The first thing to note is that while 200 Gb / sec and 400 Gb / sec Ethernet (even with RoCE support) is commercially available and certainly affordable (well, compared to the price of Oracle software for sure), you will notice that Oracle is sticking to 100 Gbps switching for the Exadata backplane. We wouldn’t be surprised if the company used cable splitters to remove one tier from the 200 Gb / s switch fabric, and if we built a full-scale Exadata cluster ourselves, we would consider using a switch matrix. higher base and buy a lot less set of switches to cross the database and storage servers. A jump to 400 Gb / s switching would provide even more baseline and fewer hops between devices and fewer devices in the fabric.
Let’s talk about scale for a second. Oracle RAC is based on technology that Compaq has licensed to Oracle but was developed for Digital VAX hardware and its VMS operating system. This VAXcluster and TruCluster clustering software was very efficient for HPC database and application clustering, and Digital’s Rdb database had good working database clustering long before Oracle – it’s questionable that you can call Oracle Parallel Server, which predated RAC, a good implementation of a clustered database. It worked in some circumstances, but it was a pain in the neck to deal with.
The Exadata machine provides both a vertical scale – dealing with increasingly large databases – as well as a horizontal scale – dealing with more and more users or transactions. The eight-socket server provides vertical scale and RAC provides horizontal scale. As far as I know, RAC ran out of gas at eight knots when trying to implement a shared database, but modern versions of RAC, including RAC 19c launched in January 2020, use a shared nothing approach. between database nodes and using shared storage to parallelize processing between datasets. (There is a great white paper on RAC that you can read here.) The point is, Oracle has worked really hard to combine sending functions (sending SQL statements to remote storage servers) to spur analysis, and a mixture of sending data and setting Distributed data cache to boost transaction processing and batch jobs (which govern the business) – all in the same database management system.

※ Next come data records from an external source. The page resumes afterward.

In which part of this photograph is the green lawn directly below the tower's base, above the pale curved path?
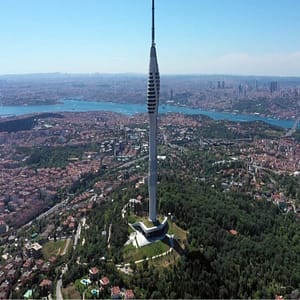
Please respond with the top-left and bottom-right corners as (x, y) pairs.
(124, 241), (169, 263)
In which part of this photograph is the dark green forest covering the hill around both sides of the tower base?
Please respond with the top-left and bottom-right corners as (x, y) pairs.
(64, 169), (300, 298)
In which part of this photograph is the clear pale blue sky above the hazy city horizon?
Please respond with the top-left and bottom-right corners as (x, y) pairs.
(0, 0), (300, 76)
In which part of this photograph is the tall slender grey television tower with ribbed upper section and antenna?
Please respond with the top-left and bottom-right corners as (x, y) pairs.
(147, 0), (160, 222)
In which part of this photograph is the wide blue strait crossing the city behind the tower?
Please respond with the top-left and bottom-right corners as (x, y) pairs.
(0, 100), (294, 128)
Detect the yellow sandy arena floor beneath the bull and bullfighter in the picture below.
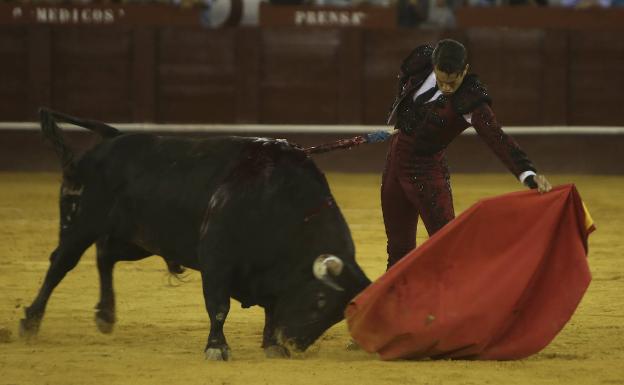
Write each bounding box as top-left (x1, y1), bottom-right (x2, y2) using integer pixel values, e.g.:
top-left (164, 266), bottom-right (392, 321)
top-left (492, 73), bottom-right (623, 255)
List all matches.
top-left (0, 173), bottom-right (624, 385)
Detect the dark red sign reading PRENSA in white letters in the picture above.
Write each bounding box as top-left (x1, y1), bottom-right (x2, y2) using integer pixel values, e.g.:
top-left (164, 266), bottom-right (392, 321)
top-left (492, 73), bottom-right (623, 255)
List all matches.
top-left (260, 2), bottom-right (397, 28)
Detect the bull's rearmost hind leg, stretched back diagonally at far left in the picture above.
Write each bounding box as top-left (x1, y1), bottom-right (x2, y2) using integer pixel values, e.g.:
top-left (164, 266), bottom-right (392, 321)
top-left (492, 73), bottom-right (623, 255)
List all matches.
top-left (19, 233), bottom-right (95, 338)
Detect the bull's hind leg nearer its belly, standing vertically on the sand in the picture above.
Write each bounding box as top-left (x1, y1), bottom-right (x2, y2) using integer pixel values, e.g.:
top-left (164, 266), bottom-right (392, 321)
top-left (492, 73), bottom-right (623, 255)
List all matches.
top-left (95, 236), bottom-right (152, 334)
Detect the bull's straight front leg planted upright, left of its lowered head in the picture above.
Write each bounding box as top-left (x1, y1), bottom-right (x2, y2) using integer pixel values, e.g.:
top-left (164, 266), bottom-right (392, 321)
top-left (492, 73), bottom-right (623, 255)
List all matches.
top-left (202, 270), bottom-right (231, 361)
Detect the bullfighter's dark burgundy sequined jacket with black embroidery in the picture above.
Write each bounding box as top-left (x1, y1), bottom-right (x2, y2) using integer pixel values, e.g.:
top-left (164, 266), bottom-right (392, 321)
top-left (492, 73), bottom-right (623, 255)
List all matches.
top-left (388, 45), bottom-right (535, 177)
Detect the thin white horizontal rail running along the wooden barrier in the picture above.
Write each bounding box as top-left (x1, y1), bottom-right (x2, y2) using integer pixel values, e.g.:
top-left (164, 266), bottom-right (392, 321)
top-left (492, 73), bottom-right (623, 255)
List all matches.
top-left (0, 122), bottom-right (624, 135)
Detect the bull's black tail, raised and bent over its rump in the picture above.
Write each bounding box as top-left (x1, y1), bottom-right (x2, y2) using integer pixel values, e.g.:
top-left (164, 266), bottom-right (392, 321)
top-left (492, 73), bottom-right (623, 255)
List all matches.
top-left (39, 108), bottom-right (121, 172)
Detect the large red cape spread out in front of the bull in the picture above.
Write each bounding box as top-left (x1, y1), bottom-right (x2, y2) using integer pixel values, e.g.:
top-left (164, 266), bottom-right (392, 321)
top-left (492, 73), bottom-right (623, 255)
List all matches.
top-left (346, 185), bottom-right (593, 360)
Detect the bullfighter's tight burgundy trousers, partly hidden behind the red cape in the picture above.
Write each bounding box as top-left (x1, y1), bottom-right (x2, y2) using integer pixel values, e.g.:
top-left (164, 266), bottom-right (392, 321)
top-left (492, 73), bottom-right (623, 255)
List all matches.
top-left (381, 133), bottom-right (455, 268)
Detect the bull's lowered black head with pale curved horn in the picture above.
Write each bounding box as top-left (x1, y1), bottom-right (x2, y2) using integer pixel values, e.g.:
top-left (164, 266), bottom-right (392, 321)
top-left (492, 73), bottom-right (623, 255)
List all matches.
top-left (274, 254), bottom-right (370, 351)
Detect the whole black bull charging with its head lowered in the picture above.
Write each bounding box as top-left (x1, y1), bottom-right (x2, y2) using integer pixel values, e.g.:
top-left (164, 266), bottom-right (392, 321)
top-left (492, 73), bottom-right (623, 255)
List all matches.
top-left (20, 109), bottom-right (370, 360)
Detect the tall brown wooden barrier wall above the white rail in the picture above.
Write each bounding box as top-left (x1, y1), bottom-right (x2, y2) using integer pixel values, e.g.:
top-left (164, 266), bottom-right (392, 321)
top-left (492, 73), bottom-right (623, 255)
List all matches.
top-left (0, 25), bottom-right (624, 126)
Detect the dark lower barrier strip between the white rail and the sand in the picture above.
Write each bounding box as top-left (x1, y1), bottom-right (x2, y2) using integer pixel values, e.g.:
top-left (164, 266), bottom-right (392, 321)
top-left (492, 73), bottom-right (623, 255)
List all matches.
top-left (0, 127), bottom-right (624, 172)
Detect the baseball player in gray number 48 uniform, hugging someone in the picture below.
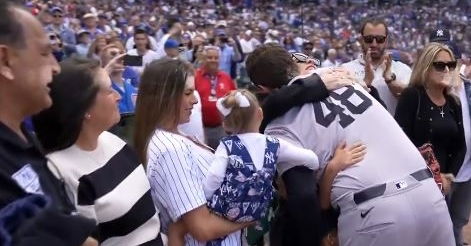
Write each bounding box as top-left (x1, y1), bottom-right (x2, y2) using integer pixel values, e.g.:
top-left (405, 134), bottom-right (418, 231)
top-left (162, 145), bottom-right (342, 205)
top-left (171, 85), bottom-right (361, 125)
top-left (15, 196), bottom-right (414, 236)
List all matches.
top-left (251, 46), bottom-right (455, 246)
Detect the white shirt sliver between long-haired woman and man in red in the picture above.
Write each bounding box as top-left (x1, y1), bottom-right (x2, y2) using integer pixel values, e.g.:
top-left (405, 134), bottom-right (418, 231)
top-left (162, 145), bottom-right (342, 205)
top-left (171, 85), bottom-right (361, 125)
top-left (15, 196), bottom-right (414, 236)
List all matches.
top-left (178, 90), bottom-right (206, 143)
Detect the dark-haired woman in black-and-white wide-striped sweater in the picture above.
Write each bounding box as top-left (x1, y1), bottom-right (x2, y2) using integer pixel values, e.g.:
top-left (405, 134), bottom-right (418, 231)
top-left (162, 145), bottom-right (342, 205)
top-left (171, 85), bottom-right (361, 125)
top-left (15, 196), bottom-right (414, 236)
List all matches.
top-left (33, 57), bottom-right (163, 246)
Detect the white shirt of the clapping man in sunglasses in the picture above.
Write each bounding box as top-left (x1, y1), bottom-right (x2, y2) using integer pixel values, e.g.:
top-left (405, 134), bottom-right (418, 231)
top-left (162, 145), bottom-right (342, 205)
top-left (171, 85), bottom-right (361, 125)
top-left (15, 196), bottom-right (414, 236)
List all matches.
top-left (342, 55), bottom-right (412, 115)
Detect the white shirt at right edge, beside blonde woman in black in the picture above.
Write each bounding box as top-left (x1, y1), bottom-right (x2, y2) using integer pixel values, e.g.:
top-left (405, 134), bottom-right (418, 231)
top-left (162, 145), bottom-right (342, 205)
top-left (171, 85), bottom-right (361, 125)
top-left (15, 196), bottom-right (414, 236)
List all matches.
top-left (456, 85), bottom-right (471, 182)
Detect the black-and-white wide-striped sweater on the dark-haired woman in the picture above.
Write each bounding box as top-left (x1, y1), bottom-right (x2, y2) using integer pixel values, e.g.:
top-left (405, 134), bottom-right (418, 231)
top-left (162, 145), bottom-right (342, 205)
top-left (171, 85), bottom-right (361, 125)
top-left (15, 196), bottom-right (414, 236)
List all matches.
top-left (48, 132), bottom-right (163, 246)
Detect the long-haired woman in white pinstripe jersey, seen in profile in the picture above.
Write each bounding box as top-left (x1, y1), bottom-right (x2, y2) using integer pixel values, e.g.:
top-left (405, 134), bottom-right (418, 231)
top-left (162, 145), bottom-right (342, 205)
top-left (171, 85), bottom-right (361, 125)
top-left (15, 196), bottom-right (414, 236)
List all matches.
top-left (134, 58), bottom-right (248, 246)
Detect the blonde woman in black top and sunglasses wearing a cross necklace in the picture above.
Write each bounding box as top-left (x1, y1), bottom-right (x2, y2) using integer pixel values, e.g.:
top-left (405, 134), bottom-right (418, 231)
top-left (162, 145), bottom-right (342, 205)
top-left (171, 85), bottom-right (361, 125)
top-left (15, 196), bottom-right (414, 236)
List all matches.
top-left (395, 43), bottom-right (465, 194)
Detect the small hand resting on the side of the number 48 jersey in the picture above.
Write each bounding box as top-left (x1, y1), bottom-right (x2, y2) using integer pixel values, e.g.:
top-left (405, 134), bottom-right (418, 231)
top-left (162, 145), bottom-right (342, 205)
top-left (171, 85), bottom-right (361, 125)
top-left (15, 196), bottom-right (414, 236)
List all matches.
top-left (330, 142), bottom-right (366, 171)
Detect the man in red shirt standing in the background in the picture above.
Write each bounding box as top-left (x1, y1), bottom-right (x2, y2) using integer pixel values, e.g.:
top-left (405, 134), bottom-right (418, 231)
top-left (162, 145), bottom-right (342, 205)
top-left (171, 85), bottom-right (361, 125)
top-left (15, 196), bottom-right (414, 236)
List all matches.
top-left (195, 46), bottom-right (236, 148)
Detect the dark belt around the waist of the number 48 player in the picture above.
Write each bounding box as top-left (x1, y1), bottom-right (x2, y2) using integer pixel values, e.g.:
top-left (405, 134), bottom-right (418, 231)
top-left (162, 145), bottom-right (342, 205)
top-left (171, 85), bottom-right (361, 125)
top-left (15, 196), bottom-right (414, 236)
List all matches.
top-left (353, 168), bottom-right (432, 205)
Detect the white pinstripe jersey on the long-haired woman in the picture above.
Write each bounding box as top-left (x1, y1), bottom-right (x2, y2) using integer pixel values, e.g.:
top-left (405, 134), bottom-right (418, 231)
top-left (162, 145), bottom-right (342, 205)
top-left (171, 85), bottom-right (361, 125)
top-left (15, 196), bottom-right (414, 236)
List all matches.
top-left (147, 129), bottom-right (241, 246)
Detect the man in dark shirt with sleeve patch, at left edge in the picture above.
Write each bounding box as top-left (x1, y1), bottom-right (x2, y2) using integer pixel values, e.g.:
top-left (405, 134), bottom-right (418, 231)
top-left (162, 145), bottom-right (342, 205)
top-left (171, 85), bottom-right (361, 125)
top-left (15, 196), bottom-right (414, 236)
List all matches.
top-left (0, 1), bottom-right (94, 245)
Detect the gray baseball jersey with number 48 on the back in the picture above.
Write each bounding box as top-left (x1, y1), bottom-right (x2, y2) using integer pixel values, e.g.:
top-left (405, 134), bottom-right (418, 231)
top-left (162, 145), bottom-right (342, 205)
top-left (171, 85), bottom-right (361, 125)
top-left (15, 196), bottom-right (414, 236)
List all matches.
top-left (265, 84), bottom-right (432, 209)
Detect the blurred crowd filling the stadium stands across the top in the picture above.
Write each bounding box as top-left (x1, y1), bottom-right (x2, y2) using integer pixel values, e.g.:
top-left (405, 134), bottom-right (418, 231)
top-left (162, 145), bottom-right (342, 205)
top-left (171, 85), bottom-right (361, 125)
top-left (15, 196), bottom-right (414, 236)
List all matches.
top-left (26, 0), bottom-right (471, 86)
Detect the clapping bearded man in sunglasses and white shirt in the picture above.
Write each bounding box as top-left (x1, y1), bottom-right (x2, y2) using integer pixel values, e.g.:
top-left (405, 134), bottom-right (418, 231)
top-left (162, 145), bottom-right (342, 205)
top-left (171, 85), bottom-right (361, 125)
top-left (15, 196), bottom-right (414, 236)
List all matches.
top-left (342, 18), bottom-right (412, 115)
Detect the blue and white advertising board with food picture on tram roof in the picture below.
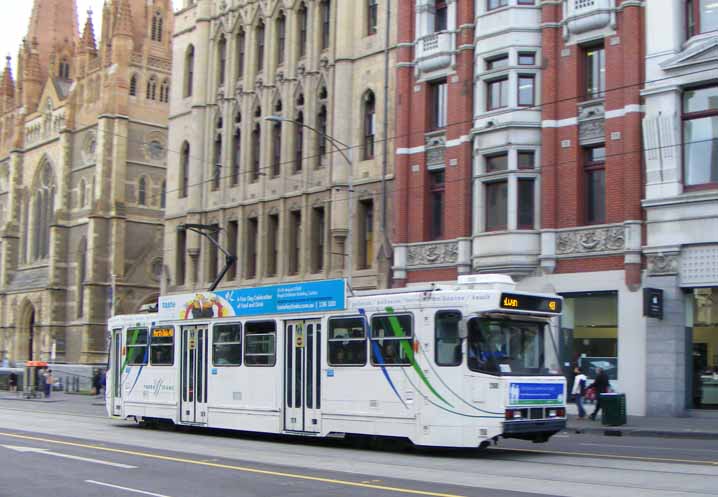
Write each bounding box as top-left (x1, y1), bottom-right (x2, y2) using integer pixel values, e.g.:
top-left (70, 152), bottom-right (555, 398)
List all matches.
top-left (159, 280), bottom-right (346, 320)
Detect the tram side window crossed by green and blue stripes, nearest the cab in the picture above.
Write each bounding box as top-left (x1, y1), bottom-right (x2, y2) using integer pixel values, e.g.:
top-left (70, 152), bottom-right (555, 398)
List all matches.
top-left (371, 314), bottom-right (414, 366)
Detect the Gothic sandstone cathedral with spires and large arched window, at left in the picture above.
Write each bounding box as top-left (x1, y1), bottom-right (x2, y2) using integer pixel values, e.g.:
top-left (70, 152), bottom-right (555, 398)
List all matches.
top-left (0, 0), bottom-right (173, 363)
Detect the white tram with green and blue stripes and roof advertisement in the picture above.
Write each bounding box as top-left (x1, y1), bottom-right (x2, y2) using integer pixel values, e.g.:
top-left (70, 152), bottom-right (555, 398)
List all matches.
top-left (106, 275), bottom-right (566, 447)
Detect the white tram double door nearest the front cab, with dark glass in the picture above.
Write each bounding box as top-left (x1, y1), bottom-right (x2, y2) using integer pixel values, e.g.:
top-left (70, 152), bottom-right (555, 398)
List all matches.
top-left (284, 320), bottom-right (322, 433)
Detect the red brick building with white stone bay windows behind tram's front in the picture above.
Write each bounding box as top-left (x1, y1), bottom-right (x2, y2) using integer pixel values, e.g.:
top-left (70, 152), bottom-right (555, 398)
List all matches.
top-left (393, 0), bottom-right (647, 414)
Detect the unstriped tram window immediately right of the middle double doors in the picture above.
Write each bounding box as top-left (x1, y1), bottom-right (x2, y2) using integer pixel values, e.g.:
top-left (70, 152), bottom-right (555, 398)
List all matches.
top-left (327, 317), bottom-right (366, 366)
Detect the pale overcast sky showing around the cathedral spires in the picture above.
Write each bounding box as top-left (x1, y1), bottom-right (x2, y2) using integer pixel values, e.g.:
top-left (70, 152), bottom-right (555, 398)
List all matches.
top-left (0, 0), bottom-right (176, 76)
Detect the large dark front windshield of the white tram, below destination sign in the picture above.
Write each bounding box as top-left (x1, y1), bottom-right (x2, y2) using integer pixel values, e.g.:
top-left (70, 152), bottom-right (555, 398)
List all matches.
top-left (467, 318), bottom-right (559, 376)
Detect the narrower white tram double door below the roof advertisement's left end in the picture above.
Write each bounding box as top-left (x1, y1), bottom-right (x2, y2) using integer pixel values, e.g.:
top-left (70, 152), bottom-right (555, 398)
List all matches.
top-left (180, 325), bottom-right (208, 424)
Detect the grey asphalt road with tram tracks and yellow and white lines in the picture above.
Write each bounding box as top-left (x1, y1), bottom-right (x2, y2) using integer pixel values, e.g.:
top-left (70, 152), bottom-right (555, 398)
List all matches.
top-left (0, 401), bottom-right (718, 497)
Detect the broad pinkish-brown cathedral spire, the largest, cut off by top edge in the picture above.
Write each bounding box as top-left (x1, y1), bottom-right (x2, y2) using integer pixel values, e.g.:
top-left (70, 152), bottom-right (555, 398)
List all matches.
top-left (26, 0), bottom-right (79, 76)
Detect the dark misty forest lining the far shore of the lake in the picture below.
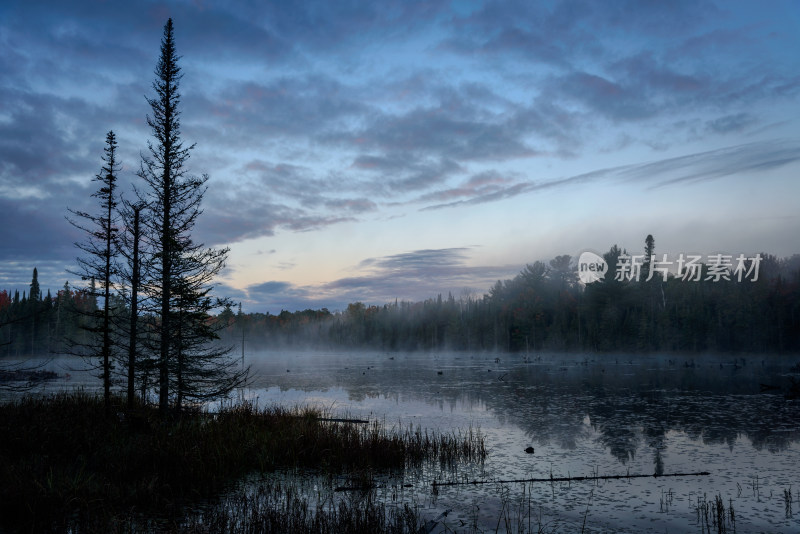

An Exadata rack has 14 storage servers, with a usable capacity of 3 PB for disk, 358 TB of flash plus 21 TB of Optane PMEM for HC storage and 717 TB of flash and 21 TB of Optane for storage EF. The rack can have two of the eight-socket (384-core) database servers or eight of the two-socket (512-core) servers for database computation. If you remove some of the storage, of course you can add more compute to any Exadata rack. Up to a dozen racks in total can be connected to the RoCE Ethernet fabric with existing switches supplied by Oracle, and with additional switching levels even larger configurations can be built.
When it comes to performance, a single rack with Exadata X9M-8 database nodes and HC disk / flash hybrid storage can perform 15 million random 8K reads and 6.75 million I / O operations. random flash writes per second (IOPS). Switching to EF storage, which is good for data analysis work, a single rack can scan 75Gb / s per server, for a total of 1TB / s on a single rack, which had three of the servers from Eight-node database and eleven EF storage servers.
Finally, Oracle is still the only high-end server manufacturer to publish a price list for its systems, and it has done so for every generation of Exadata machines. A half-rack of the Exadata X9M-2 (with four of the two-socket database servers and seven storage servers) using hybrid disk / flash HC storage costs $ 935,000, and the half-rack with storage 100% EF flash costs the same. So $ 1.87 million per rack.